Manigault Newman said she viewed the conversation as a "threat" and defended her decision to covertly record it and other White House conversations.
"If I didn't have these recordings, no one in America would believe me," she said.
The response from the White House was stinging. "The very idea a staff member would sneak a recording device into the White House Situation Room, shows a blatant disregard for our national security - and then to brag about it on national television further proves the lack of character and integrity of this disgruntled former White House employee," press secretary Sarah Huckabee Sanders said in a statement.
The Situation Room is a Sensitive Compartmented Information Facility, or SCIF, where the nation's most consequential foreign policy decisions are made, and staff are not permitted to bring in cellphones or other recording devices.
"I've never heard of a more serious breach of protocol," said Ned Price, who served as spokesman of the National Security Council in the Obama administration. "Not only is it not typical, something like this is unprecedented."
Price said there is no one checking staffers for devices at the door, but there is a sign outside the room making clear that electronic devices are prohibited.
"The Situation Room is the inner-most sanctum of a secure campus," he said, describing the breach as part of a culture of disregarding security protocols in the Trump White House. He also questioned why Kelly would ever choose to have such a meeting there.
In the book, being released Tuesday, Manigault Newman paints a damning picture of Trump, including claiming without evidence that tapes exist of him using the N-word as he filmed his "The Apprentice" reality series, on which she co-starred.
Manigault Newman wrote in the book that she had not personally heard the recording. But she told Chuck Todd on Sunday that she later was able to hear a recording of Trump during a trip to Los Angeles.
"I heard his voice as clear as you and I are sitting here," she said on the show.
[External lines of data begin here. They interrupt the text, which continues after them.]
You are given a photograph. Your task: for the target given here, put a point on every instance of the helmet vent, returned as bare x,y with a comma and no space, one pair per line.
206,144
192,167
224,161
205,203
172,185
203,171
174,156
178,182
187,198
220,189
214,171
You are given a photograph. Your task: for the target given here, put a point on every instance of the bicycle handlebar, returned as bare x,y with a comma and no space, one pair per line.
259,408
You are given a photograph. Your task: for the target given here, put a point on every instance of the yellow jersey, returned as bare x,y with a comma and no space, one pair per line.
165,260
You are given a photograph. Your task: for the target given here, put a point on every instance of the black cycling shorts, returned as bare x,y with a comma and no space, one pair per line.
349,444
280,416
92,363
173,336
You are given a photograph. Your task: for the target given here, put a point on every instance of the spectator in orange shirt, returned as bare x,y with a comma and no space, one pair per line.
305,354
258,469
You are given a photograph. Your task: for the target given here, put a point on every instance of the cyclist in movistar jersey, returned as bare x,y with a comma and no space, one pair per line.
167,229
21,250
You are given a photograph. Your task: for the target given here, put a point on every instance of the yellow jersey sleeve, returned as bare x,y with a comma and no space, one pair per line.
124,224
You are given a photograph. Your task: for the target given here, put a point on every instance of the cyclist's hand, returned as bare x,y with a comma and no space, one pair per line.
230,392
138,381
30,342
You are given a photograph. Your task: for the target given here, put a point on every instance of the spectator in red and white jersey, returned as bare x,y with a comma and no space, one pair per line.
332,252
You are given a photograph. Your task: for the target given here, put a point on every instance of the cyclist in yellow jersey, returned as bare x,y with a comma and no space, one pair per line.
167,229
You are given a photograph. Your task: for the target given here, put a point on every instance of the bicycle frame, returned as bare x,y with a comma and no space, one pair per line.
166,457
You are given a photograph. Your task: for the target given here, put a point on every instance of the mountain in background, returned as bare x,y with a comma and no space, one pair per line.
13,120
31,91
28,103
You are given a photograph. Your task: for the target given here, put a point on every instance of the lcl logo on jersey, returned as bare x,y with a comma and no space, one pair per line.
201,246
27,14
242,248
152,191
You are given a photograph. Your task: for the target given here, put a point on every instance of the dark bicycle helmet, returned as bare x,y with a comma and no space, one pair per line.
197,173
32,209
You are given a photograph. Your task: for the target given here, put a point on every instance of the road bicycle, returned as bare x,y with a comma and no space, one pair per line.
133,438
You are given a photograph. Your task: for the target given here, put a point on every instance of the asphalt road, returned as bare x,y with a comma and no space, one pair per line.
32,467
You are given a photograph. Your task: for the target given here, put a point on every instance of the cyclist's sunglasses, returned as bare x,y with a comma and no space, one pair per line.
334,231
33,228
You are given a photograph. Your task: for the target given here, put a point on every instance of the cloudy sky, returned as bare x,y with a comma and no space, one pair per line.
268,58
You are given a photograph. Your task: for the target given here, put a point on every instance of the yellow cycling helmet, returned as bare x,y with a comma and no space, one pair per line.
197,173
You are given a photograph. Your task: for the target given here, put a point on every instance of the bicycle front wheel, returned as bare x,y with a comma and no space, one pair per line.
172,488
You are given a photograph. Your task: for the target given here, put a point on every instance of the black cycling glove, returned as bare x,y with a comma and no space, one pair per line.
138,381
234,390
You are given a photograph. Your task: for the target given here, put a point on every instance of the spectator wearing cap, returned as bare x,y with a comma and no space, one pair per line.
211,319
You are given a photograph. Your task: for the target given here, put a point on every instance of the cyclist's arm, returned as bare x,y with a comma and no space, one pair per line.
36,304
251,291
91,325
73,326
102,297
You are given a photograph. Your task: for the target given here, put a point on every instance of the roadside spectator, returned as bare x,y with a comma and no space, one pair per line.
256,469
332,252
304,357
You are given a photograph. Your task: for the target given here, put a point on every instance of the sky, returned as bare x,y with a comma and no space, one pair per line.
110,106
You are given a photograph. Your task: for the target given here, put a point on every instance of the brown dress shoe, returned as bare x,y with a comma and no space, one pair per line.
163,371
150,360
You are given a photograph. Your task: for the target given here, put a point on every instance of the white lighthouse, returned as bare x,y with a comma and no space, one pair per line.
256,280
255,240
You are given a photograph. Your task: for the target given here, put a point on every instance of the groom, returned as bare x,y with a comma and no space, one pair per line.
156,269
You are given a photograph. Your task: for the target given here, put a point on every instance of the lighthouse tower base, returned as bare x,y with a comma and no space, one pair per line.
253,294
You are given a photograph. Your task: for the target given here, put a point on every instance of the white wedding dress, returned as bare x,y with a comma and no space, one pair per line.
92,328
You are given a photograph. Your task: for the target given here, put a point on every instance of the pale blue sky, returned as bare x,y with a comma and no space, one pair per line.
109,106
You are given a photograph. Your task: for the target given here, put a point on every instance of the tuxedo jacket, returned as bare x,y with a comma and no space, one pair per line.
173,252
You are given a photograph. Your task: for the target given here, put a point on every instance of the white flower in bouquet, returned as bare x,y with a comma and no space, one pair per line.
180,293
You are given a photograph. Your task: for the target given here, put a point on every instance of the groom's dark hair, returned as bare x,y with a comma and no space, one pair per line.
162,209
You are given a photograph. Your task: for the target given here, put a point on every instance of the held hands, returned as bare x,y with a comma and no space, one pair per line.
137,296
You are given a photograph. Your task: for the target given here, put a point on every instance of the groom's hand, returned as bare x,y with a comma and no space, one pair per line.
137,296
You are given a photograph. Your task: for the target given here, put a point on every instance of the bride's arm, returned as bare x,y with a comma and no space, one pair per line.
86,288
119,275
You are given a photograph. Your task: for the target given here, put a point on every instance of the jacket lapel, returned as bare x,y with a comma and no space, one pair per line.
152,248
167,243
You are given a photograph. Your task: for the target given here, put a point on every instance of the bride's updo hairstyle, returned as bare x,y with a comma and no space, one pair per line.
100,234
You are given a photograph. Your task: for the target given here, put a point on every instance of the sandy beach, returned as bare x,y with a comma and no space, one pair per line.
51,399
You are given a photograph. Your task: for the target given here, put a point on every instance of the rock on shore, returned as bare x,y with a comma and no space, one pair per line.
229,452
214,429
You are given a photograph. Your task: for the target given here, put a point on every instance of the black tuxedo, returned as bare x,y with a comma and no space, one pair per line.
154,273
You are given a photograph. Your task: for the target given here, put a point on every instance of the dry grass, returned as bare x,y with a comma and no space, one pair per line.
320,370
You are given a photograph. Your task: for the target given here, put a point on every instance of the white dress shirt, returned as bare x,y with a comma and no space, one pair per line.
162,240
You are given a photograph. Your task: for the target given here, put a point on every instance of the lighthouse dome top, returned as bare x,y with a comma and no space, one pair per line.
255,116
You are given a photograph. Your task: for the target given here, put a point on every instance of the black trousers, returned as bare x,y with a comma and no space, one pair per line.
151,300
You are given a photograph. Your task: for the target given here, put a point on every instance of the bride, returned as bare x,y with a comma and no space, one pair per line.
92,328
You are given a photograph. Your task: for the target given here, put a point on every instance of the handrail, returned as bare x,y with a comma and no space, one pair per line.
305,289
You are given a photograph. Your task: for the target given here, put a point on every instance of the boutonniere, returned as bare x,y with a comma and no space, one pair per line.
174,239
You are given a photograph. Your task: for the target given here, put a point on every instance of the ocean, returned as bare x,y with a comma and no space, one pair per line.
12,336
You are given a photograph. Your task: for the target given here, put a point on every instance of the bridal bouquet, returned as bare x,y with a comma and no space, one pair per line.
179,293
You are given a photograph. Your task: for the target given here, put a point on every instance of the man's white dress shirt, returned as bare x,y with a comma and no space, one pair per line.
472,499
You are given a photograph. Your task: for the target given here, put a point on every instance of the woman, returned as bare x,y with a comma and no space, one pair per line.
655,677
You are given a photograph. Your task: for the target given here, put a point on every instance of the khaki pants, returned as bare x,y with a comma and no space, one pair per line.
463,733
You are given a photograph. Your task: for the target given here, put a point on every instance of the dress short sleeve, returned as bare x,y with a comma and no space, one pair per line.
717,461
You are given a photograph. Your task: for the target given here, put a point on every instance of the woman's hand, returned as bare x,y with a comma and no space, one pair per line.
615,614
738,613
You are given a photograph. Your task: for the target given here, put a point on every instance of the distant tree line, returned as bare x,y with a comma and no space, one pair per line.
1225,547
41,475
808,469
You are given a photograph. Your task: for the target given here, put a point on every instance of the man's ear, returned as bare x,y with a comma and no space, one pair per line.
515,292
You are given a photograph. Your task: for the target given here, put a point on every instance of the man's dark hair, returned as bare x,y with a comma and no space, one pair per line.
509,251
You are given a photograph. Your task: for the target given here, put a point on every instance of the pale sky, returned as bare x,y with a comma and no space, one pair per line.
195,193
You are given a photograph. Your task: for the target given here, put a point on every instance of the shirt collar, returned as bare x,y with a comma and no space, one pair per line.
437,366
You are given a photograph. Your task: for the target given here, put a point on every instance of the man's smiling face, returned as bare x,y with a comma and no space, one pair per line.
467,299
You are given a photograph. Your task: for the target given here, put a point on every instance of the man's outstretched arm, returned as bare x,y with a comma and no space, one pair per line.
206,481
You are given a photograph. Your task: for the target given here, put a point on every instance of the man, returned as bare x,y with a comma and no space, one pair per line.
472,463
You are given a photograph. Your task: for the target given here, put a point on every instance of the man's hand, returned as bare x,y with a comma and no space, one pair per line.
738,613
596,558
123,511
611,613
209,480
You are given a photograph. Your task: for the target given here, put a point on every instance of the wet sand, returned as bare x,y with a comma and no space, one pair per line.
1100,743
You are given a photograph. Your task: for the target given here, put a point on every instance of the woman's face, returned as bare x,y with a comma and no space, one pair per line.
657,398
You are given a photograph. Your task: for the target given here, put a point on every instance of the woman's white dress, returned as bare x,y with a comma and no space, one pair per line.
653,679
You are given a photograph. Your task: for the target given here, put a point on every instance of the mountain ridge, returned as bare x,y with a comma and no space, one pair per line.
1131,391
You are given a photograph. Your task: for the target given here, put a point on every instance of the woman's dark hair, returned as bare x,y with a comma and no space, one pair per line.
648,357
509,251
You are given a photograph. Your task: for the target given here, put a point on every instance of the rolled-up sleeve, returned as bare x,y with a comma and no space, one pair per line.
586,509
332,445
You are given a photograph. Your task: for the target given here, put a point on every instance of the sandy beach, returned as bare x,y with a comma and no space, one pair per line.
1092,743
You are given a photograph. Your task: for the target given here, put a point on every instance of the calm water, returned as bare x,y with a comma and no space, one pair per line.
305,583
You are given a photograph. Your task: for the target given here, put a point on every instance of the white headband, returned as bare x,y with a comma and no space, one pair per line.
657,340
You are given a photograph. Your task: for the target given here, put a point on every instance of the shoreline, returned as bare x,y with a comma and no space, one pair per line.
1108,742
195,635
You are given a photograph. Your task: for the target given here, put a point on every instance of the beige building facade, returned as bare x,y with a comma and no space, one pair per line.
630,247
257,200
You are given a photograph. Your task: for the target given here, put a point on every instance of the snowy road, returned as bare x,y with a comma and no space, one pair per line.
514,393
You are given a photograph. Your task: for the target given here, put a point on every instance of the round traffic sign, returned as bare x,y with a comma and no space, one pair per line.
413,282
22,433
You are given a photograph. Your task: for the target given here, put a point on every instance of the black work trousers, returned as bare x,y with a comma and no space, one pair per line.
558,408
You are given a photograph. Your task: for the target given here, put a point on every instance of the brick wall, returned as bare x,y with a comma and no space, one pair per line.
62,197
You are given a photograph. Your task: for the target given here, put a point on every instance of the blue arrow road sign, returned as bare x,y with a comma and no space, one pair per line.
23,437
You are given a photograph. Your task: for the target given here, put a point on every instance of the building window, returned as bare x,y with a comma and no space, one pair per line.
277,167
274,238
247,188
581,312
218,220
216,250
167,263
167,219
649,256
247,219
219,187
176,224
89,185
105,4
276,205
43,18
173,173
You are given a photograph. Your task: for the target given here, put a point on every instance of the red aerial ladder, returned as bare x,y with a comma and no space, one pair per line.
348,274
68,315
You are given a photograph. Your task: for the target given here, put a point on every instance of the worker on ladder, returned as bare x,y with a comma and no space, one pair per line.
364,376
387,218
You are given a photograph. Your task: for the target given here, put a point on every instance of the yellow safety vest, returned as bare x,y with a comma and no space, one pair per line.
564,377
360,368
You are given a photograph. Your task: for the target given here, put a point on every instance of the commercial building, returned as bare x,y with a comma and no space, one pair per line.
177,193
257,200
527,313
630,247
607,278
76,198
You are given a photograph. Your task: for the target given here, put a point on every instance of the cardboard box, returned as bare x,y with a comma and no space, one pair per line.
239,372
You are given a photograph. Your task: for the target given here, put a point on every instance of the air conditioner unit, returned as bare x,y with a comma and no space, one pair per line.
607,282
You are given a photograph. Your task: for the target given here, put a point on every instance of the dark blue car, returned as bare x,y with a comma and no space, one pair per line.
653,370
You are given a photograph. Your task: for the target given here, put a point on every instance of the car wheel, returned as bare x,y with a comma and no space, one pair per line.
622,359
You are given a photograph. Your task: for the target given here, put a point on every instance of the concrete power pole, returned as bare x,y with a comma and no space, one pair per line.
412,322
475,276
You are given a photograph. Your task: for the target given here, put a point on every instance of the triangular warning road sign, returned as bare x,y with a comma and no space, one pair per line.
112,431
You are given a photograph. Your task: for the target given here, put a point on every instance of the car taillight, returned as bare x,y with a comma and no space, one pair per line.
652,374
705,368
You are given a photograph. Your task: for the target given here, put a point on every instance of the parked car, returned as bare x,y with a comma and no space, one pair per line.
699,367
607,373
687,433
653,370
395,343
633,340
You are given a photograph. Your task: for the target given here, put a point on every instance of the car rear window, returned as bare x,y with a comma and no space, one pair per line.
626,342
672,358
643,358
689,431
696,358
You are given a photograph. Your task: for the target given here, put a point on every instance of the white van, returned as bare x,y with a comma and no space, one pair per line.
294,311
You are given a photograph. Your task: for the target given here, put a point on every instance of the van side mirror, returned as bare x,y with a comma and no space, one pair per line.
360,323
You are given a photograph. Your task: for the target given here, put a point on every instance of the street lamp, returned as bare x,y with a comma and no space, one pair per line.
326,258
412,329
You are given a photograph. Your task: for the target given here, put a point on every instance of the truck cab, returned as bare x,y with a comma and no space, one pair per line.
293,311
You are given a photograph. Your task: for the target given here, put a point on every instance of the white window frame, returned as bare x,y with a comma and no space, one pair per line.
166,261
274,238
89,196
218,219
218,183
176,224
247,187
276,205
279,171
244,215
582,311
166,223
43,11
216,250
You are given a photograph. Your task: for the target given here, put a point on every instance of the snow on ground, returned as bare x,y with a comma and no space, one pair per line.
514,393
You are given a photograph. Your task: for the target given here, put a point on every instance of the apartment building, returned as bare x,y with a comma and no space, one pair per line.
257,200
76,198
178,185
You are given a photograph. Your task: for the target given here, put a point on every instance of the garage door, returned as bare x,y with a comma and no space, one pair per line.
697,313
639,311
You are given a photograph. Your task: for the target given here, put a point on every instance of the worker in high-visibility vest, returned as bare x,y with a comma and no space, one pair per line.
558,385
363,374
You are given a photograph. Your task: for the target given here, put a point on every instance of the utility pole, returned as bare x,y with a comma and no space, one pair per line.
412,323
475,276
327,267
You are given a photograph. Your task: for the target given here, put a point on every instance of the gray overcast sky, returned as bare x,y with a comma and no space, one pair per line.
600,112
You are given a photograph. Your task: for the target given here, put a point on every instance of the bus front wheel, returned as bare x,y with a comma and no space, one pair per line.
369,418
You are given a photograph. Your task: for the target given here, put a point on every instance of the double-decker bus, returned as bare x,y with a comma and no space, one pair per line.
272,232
The White House had previously tried to discredit the book, with Sanders calling it "riddled with lies and false accusations."
Katrina Pierson, an adviser to Trump's re-election campaign who served as a spokeswoman for his 2016 campaign, said she had never heard Trump use the kind of derogatory language Manigault Newman describes. She said in a statement that she feels "pity for Omarosa as she embarrasses herself by creating salacious lies and distortions just to try to be relevant and enrich herself by selling books at the expense of the truth. `Unhinged,' indeed."
White House counselor Kellyanne Conway told ABC's "This Week" on Sunday that "the first time I ever heard Omarosa suggest those awful things about this president are in this book."
Manigault Newman had been a staunch defender of the president for years, including pushing back, as the highest-profile African-American in the White House, on accusations that he was racist.
She now says she was "used" by Trump, calling him a "con" who "has been masquerading as someone who is actually open to engaging with diverse communities" and is "truly a racist."
"I was complicit with this White House deceiving this nation," she said. "I had a blind spot where it came to Donald Trump."
Associated Press writers Darlene Superville and Hope Yen contributed to this report from Washington.